Re: [PATCH] regexp_positions ( string text, pattern text, flags text ) → setof int4range[]

From: Mark Dilger <mark(dot)dilger(at)enterprisedb(dot)com>
To: Joel Jacobson <joel(at)compiler(dot)org>
Cc: Postgres hackers <pgsql-hackers(at)lists(dot)postgresql(dot)org>, Andreas Karlsson <andreas(at)proxel(dot)se>, David Fetter <david(at)fetter(dot)org>
Subject: Re: [PATCH] regexp_positions ( string text, pattern text, flags text ) → setof int4range[]
Date: 2021-03-08 16:20:14
Message-ID: 9BFE80D2-E2C7-4A8D-BE69-B803928C136B@enterprisedb.com
Views: Raw Message | Whole Thread | Download mbox | Resend email
Thread:
Lists: pgsql-hackers

> On Mar 5, 2021, at 11:46 AM, Joel Jacobson <joel(at)compiler(dot)org> wrote:
>
>
> /Joel
> <range.sql><0003-regexp-positions.patch>

I did a bit more testing:

+SELECT regexp_positions('foobarbequebaz', 'b', 'g');
+ regexp_positions
+------------------
+ {"[3,5)"}
+ {"[6,8)"}
+ {"[11,13)"}
+(3 rows)
+

I understand that these ranges are intended to be read as one character long matches starting at positions 3, 6, and 11, but they look like they match either two or three characters, depending on how you read them, and users will likely be confused by that.

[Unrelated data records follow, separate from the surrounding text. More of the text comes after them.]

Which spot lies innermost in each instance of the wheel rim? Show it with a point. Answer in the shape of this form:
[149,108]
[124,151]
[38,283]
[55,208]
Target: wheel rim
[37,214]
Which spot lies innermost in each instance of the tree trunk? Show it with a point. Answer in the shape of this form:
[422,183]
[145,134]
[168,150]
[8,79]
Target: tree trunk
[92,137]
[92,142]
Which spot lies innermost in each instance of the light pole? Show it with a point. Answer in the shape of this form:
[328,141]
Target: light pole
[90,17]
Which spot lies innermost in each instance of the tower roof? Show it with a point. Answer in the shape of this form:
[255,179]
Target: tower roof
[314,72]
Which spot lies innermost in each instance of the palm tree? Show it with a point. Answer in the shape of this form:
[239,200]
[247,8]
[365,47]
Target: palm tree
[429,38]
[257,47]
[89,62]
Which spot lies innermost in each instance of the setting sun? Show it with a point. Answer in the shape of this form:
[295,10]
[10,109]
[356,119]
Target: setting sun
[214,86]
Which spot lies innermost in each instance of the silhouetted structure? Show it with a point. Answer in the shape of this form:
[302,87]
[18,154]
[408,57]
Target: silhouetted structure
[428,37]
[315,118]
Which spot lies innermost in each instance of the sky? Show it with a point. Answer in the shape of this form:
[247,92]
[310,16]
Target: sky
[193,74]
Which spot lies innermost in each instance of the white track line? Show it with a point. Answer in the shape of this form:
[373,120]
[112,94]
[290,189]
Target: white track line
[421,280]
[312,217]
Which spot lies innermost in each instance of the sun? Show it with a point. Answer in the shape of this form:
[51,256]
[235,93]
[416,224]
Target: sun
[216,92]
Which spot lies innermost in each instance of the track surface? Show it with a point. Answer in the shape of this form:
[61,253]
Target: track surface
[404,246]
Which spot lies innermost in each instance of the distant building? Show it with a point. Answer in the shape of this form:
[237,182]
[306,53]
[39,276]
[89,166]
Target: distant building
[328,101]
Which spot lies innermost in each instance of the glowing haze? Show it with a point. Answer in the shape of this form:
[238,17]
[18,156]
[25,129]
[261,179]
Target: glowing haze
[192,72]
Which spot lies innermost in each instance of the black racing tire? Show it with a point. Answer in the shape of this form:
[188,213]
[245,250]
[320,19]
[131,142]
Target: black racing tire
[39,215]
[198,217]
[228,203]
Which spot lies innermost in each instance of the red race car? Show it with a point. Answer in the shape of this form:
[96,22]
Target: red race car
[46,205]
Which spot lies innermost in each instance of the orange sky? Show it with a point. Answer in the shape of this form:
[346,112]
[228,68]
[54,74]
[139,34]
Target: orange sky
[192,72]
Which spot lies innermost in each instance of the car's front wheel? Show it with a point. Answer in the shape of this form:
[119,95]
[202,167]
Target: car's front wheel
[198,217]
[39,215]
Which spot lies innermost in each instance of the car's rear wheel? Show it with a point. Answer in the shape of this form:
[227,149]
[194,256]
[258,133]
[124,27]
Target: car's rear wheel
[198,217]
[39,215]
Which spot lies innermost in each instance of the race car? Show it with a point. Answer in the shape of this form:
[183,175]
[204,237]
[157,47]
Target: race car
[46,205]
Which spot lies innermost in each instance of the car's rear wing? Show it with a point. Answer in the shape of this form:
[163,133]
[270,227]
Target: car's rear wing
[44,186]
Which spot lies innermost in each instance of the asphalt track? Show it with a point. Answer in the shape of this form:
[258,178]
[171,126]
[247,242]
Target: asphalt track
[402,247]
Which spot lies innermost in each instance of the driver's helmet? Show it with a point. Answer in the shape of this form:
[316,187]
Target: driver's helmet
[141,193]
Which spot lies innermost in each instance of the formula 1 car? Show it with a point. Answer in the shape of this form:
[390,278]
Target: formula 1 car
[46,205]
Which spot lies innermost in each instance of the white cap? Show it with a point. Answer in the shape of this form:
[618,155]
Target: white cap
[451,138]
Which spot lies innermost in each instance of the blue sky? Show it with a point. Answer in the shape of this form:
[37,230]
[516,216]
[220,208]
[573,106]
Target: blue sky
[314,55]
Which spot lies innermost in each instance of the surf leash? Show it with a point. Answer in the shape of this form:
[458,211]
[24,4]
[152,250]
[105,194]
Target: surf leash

+SELECT regexp_positions('foobarbequebaz', '(?=beque)', 'g');
+ regexp_positions
+------------------
+ {"[6,7)"}
+(1 row)
+

This is a zero length match. As above, it might be confusing that a zero length match reads this way.

+SELECT regexp_positions('foobarbequebaz', '(?<=z)', 'g');
+ regexp_positions
+------------------
+ {"[14,15)"}
+(1 row)
+

Same here, except this time position 15 is referenced, which is beyond the end of the string.

I think a zero length match at the end of this string should read as {"[14,14)"}, and you have been forced to add one to avoid that collapsing down to "empty", but I'd rather you found a different datatype rather than abuse the definition of int4range.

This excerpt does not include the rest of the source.